My thinking there was that, taking x86_64-redhat-linux-gnu as an example, we know that the GCC installation we are looking for is going to use a target name of exactly x86_64-redhat-linux, so we can search for only that and skip the search for other target names, and skip the file system accesses associated with the search for other target names. And if we do it that way, there is no longer a drawback to using x86_64-redhat-linux-gnu as the LLVM triple, so we can simply use that and avoid the special vendor-based exceptions in isGNUEnvironment() that we have in this diff.

This is exactly what we are doing in Fedora right now: https://src.fedoraproject.org/rpms/clang/blob/rawhide/f/0001-Driver-Add-a-gcc-equivalent-triple-to-the-list-of-tr.patch. The downside of doing this is that it adds even more vendor specific code the driver which we are trying to avoid.

Now that we have improved config file support, another option would be to distribute a default config file that has --gcc-install-dir=/usr/lib/gcc/x86_64-redhat-linux/13/ .

hvdijk added a comment.Apr 4 2023, 1:53 AM

Is it? Correct me if I am misreading, but that looks like it adds x86_64-redhat-linux to the list of GCC target names to consider, but still continues to search for all other GCC target names LLVM recognises as well.

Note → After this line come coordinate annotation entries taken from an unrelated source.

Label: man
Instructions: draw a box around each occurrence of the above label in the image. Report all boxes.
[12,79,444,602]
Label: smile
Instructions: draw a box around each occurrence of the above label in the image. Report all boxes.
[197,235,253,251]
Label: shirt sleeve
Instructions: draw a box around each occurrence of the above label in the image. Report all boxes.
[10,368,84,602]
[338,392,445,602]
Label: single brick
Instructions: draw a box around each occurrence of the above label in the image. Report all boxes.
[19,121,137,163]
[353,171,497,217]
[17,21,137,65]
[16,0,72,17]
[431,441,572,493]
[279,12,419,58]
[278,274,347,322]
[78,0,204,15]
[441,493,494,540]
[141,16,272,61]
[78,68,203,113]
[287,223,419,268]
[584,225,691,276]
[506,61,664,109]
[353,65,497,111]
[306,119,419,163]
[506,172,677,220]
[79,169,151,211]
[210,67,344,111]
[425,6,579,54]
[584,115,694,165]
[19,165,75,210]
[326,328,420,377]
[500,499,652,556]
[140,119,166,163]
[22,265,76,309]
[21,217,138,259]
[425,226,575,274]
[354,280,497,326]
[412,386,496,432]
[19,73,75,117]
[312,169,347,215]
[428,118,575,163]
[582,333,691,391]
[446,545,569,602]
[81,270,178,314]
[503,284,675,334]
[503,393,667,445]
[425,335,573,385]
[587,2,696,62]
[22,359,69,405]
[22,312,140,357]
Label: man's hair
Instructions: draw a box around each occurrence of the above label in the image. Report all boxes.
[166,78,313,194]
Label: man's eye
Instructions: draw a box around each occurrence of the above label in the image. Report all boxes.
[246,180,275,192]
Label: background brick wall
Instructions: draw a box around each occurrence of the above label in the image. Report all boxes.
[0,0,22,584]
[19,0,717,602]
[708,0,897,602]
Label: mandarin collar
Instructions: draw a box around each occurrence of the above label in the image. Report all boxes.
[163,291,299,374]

Is it? Correct me if I am misreading, but that looks like it adds x86_64-redhat-linux to the list of GCC target names to consider, but still continues to search for all other GCC target names LLVM recognises as well.

Yes, you are right. It does the triple conversion, but then doesn't only search for the x86_64-redhat-linux triple.

My thinking there was that, taking x86_64-redhat-linux-gnu as an example, we know that the GCC installation we are looking for is going to use a target name of exactly x86_64-redhat-linux, so we can search for only that and skip the search for other target names, and skip the file system accesses associated with the search for other target names.

I'd like to get there, but with x86_64-suse-linux as target triple, the same as GCC.

And if we do it that way, there is no longer a drawback to using x86_64-redhat-linux-gnu as the LLVM triple, so we can simply use that and avoid the special vendor-based exceptions in isGNUEnvironment() that we have in this diff.

With the vendor-based exceptions we can have both compilers use the same triple and Clang can simply look for a directory matching its own triple. So we don't need to maintain a map "Clang triple → GCC triple", and it might be less confusing for users. GCC is the primary compiler on RedHat/SUSE and thus it seems good UX to use the same terminology. "When in Rome, do as the Romans do."